How does one sweat mint, exactly?
PS I caught the reference to shrimp.
Stephanie says
Wow, just wow. I loved this. As someone who is getting married next May, all of those fears and craziness pop up in my mind quite frequently (am I crazy for getting married at 41?) but I’m taking the plunge anyway.
I think Ms Wurtzel is a little in the dark about the fundamental work that goes into any relationship. Getting a husband may be easy for her but the real work is in staying together. I’d be interested in hearing about her follow up article after being married a few years.
Lane says
First off: What a jack-ass title. It actually IS pretty easy to GET married–that is, if you don’t really have a high bar set. It’s the STAYING married part that takes work. — Finding a good one can be difficult. That’s why I was smart enough to nab (not trap) mine in high school, so he could be molded and trained. (Have a problem with that? Fuck off! We’ve been together almost 29 years and have a better marriage than anyone I know.)
How long has she been married? That’s what I always ask myself when I hear someone claiming to be an expert in the field and gushing all over their perfect partner. Love is grand, during the honeymoon phase. Her next book just may be, “Who Knew? Getting Divorced is Easier than Getting Married.”
p.s. Not to piss off every “hot” reader you have, but unfortunately, many times, “hot” actually means hot MESS.
Joe Choi says
Women would be surprised to discover that most single guys like them. At least initially. The trouble is that most guys are afraid of approaching women. They don’t know if someone is single, they don’t know what to say, they don’t want to bother anyone, and so on.
Elizabeth Wurtzel likely hangs around in circles where there are more type A personalities. So guys aren’t afraid of initial approaches. Also, her life is more public than other women. They knew of her status as single. They know what she does so topics of conversation come easier.
Also, hotness is a complex thing. I’ve seen women in public who I thought were ridiculously hot. On the other hand, many famous women are thought of as hot, but in my mind are “average.” It’s almost like the fame elevates their hotness to a degree.
I’ve never been to Beefsteak Charlie’s. I’m more of a Ponderosa fan.
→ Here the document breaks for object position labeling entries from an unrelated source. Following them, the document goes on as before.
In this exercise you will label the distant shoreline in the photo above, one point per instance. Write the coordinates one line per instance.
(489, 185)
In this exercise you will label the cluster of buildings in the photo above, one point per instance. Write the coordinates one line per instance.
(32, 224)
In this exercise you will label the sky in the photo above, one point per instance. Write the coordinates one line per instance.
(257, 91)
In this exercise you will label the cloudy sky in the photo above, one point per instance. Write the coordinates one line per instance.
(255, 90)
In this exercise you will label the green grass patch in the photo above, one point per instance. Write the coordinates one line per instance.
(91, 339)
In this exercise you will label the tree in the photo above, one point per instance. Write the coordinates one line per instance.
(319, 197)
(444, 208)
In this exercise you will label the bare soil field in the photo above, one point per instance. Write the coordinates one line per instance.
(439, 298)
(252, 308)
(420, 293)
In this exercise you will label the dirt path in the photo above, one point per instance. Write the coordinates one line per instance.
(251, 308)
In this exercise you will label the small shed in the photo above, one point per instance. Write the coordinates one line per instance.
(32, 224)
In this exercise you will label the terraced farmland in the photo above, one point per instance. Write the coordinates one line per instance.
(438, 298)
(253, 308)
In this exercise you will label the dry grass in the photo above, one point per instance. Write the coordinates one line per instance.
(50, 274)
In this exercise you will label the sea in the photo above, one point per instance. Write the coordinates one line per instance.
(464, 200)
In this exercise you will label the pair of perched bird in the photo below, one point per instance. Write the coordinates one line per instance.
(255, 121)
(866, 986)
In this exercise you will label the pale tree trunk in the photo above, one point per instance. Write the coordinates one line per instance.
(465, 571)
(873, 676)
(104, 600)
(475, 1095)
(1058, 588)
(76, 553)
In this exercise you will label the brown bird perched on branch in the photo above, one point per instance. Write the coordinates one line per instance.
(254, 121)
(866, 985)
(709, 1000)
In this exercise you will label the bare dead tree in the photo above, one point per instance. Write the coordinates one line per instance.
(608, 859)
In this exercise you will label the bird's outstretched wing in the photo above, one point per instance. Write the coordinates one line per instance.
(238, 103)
As a guy, I have similar stories to your Club Med vacations and getting stood up on dates. And high school…oh high school…It happens!
Licia Morelli says
Cannot be friends with this person. Nope.
When, in my jobby job, I good marriages and bad ones and I hear about all sorts of adultery, compromise, sex, friendship, communication (or lack thereof), etc. I can honestly say that marriage (no matter how fantastic the couple) is still work.
It’s good work. It’s the pithy work that really helps us grow and learn and change. And when we are about to throw in the towel – we fall in love again and catch a break.
Anyone who says marriage isn’t work is sorely mistaken and they are setting themselves up to take some hits after the honeymoon phase is over.
I once gave this advice to a woman on marriage:
“This work, the work of relationship and marriage, and coming to terms with your own demons will be hard. It will create a scenario in which you will have to begin to look at your own “stuff”. It will be a mirror you may want to crack because you can’t stand the truth of it all.
It will expose and envelop.
You will doubt yourself, your partner, and everything you see. You will hate it to its core because this work will make you cry, sob, yell, and second guess.
From the flames of of destruction this work will begin to build you up. It will raise you to a higher vibration and allow understanding among the chaos. Clarity will commence and new seeds of passion will begin to take form.
Understanding at its highest level will be lifted out from the dregs of deception and will lie flat on the gurney waiting for examination.
This work is called marriage.”
So I would have to ask Ms. Wurtzel if anything ever like this was considered during her 374 relationships because if the answer is no – then she will see (sooner than not) just how much work marriage can be.